Feb 01 2009

Qatar: Education City's window to the future

DOHA: The Doha campuses of at least two prestigious American universities will soon have state-of-the-art futuristic buildings in the Education City.

Georgetown University's School of Foreign Service-Qatar (SFS-Q) campus is prepared to move from its shared-building into a nearly 400,000-square-foot facility of its own. The building, scheduled to open in fall 2010, will include classrooms, offices, a library and other facilities for more than 200 undergraduate and graduate students.

The Northwestern University-Qatar (NU-Q) will also get a new building. An estimated 250,000 square feet building is expected to be completed by 2013. The NU-Q programme is temporarily housed in Texas A&M's building but will move to Carnegie Mellon over the summer and will remain there until the new building is complete, it is learnt.

The new buildings of SFS-Q and NU-Q are designed by internationally-acclaimed architects.

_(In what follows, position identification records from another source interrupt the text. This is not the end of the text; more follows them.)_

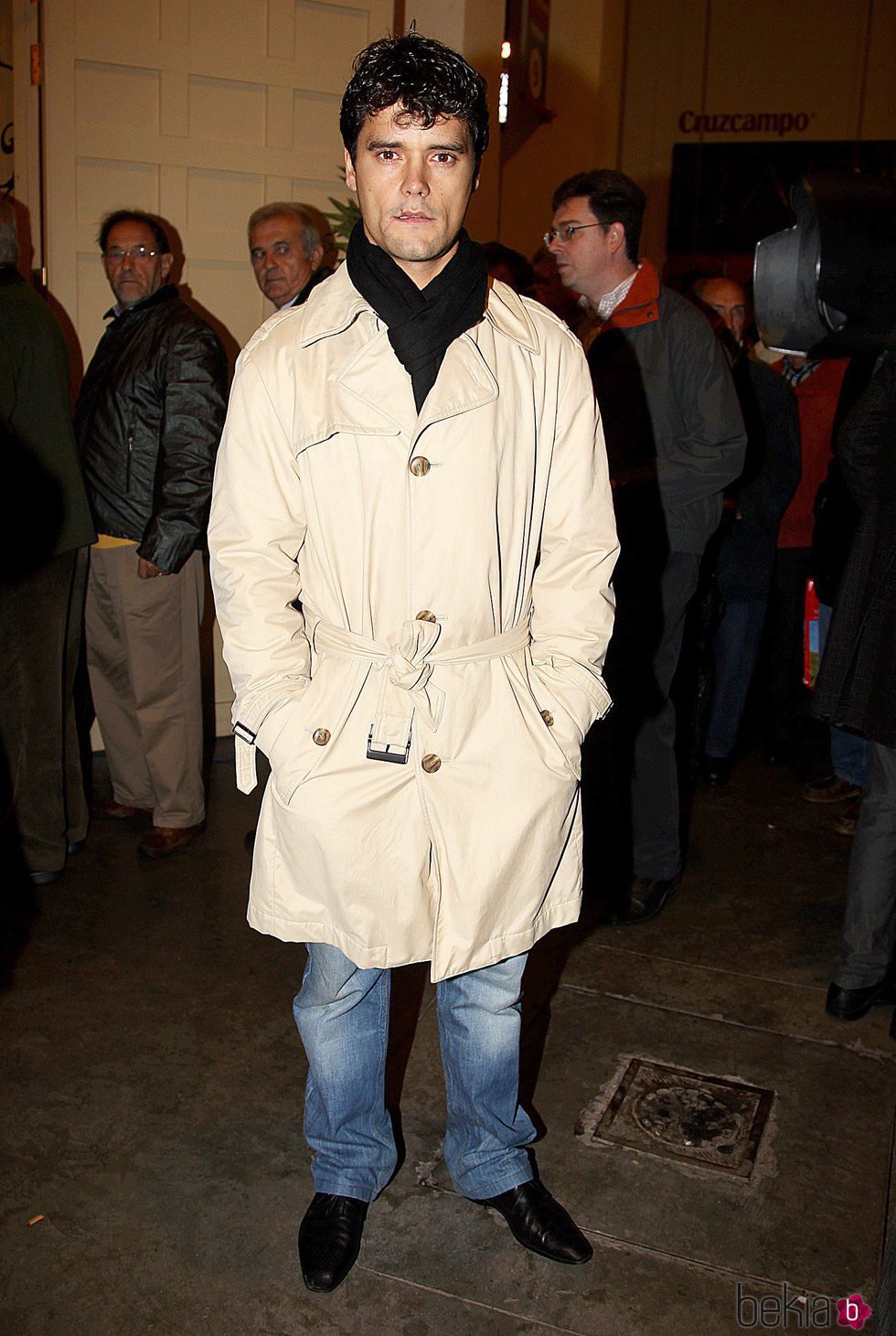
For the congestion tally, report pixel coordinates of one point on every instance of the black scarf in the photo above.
(421, 322)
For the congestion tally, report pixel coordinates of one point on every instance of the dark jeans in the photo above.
(735, 652)
(40, 631)
(629, 778)
(869, 924)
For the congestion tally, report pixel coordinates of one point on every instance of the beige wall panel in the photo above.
(217, 27)
(174, 111)
(220, 202)
(879, 112)
(104, 185)
(93, 299)
(327, 39)
(174, 193)
(116, 98)
(95, 20)
(229, 284)
(315, 127)
(318, 193)
(220, 109)
(176, 22)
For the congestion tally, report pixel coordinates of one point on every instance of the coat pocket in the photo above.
(554, 733)
(299, 736)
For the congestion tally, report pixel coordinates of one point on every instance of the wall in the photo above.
(826, 61)
(197, 110)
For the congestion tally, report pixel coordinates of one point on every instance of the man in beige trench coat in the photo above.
(414, 454)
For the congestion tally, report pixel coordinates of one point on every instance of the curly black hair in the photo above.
(425, 78)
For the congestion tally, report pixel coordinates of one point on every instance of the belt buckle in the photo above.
(396, 754)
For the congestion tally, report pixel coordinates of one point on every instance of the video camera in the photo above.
(827, 286)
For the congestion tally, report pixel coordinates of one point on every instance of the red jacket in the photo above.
(816, 399)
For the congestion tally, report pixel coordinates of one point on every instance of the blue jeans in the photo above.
(735, 651)
(342, 1014)
(848, 751)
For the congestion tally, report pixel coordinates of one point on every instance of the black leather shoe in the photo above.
(646, 899)
(852, 1003)
(716, 770)
(44, 878)
(541, 1224)
(330, 1240)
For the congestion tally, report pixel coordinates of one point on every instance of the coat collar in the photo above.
(380, 385)
(167, 293)
(640, 305)
(338, 304)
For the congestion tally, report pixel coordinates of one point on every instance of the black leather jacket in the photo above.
(148, 421)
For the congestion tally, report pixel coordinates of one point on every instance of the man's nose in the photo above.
(415, 180)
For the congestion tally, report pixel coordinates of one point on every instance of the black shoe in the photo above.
(852, 1003)
(330, 1240)
(716, 770)
(646, 898)
(541, 1224)
(44, 878)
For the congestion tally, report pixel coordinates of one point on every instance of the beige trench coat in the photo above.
(453, 572)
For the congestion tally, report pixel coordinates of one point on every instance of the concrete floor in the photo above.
(153, 1085)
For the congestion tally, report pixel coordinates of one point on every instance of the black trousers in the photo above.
(40, 632)
(869, 922)
(629, 770)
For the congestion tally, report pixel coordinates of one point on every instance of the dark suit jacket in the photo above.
(856, 681)
(37, 420)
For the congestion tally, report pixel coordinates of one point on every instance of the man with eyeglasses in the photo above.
(675, 438)
(148, 421)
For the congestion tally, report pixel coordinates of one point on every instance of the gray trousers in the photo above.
(144, 659)
(869, 924)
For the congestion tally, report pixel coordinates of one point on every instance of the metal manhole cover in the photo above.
(684, 1115)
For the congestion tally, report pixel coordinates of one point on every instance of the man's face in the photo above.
(414, 186)
(728, 301)
(133, 278)
(588, 261)
(278, 258)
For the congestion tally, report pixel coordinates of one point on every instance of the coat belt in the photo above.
(413, 657)
(411, 661)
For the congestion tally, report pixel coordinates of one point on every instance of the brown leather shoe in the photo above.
(165, 840)
(113, 811)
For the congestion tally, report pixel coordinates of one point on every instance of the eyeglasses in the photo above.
(566, 231)
(115, 254)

The SFS-Q building is designed by architectural firm Legoretta and Legoretta. The Mexico City-based firm is also credited with the designing of three other buildings in the Education City including the College of Business and Computer Science, Texas A&M Engineering College and the Students Centre.

The Georgetown building will be the first civil construction project in the Education City to integrate requirements for safety into all aspects of the project. The Qatar Foundation is working with the San Francisco-based URS, an engineering and technical services company that specialises in construction safety, to meet international safety standards.

When the Qatar campus welcomed its first students in 2005, there were 25 undergraduates. Now, SFS-Q has nearly 150 students representing 28 different countries. The Georgetown will hold ceremonies for its first graduating class at the Qatar campus this May.

The Qatar Foundation has selected renowned architect Antoine Predock to design the NU-Q building, is learnt. Based in Albuquerque, with studios in Taipei and Los Angeles, Predock is noted for designing international landmarks such as the Canadian Museum for Human Rights in Winnipeg, the Tacoma Art Museum and the San Diego Padres ballpark.

Predock, who is expected to visit the NU's main campus and many other journalism schools in the US, will create three possible designs for the NU-Q building. The construction process will likely begin this spring, and it will take three to four years to complete the project. A main feature of the building is that it will house four studios, two each for communication and journalism classes. The building will also include large student atrium spaces.